La confiance des entreprises dégringole

On n'avait jamais vu les dirigeants d'entreprises avoir le moral aussi bas au Canada, mis à part durant la récession du début des années 90 et au lendemain des attaques du 11-Septembre, a rapporté hier le Conference Board du Canada au moment de dévoiler les résultats de sa dernière enquête sur le sujet. «Dans les deux cas, la chute de confiance avait précédé une contraction des investissements des entreprises», a souligné la firme de recherche, qui fait cet exercice depuis 1990.

L'indice de confiance du Conference Board a perdu 38 points depuis le printemps 2007. Il ne s'élève plus aujourd'hui qu'à 68,9 points sur une échelle où le 100 correspond au niveau atteint en 2002.
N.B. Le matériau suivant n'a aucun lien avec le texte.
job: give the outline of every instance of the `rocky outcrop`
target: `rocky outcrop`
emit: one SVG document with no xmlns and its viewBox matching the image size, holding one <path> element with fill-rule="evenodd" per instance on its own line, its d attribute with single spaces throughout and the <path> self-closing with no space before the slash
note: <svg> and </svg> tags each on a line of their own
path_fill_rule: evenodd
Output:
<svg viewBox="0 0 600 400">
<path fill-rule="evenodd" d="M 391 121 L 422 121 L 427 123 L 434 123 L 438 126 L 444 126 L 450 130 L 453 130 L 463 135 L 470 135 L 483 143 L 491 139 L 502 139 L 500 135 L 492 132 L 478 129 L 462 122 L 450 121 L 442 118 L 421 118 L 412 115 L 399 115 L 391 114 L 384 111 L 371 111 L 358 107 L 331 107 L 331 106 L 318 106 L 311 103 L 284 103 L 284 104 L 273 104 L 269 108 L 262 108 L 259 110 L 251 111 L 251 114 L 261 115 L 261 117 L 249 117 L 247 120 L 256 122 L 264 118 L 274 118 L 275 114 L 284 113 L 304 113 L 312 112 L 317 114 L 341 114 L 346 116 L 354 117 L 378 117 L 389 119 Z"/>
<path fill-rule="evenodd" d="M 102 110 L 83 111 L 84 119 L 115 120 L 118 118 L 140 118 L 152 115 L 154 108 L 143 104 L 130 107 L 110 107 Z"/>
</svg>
Il est vrai qu'actuellement seulement un tiers des entreprises estiment fonctionner à plein régime, alors que la moyenne est habituellement de 50 %. Il faut dire aussi que près de 60 % des répondants au sondage réalisé au cours des trois premières semaines de janvier ont dit s'attendre à une dégradation des conditions économiques générales au cours des six prochains mois, contre seulement 10 % qui prévoient le contraire.

Il n'est pas étonnant, dans ce contexte, que deux fois plus de dirigeants d'entreprise estiment que le temps serait mal choisi pour agrandir leurs installations ou acheter de nouveaux équipements de production. En fait, pour la première fois depuis la crise de 1990-1991, on compte même un plus grand nombre de voix annonçant une réduction du volume de leurs investissements plutôt que le contraire.

Manque de clients et d'argent

Le principal facteur évoqué pour expliquer le niveau de ces investissements futurs est la faiblesse de la demande du marché (61 %). Le manque de liquidité arrive en deuxième (35 %). «Même les entreprises viables ont du mal à trouver du financement à conditions acceptables», rappelle le Conference Board. Les autres raisons aussi évoquées sont: la pénurie de main-d'oeuvre qualifiée (20 %), une capacité de production excédentaire (19 %), la faiblesse des prix de vente (18 %) et la dépréciation du dollar canadien (18 %).

Les investissements des entreprises occupent une part non négligeable dans la croissance économique canadienne, rappelle Yanick Desnoyers, économiste en chef adjoint à la Banque Nationale Groupe Financier. Ils ne sont pas aussi importants que la consommation des ménages qui représente, en moyenne, 60 % du produit national brut (PIB) canadien, mais comptaient quand même pour 12,6 % du PIB la dernière fois que cela a été mesuré, cet automne. «Ce que cette composante du PIB a de particulier est qu'elle est beaucoup plus volatile que les autres», explique l'économiste, ce qui l'amène à réagir au contexte économique, mais aussi, parfois, à l'influencer.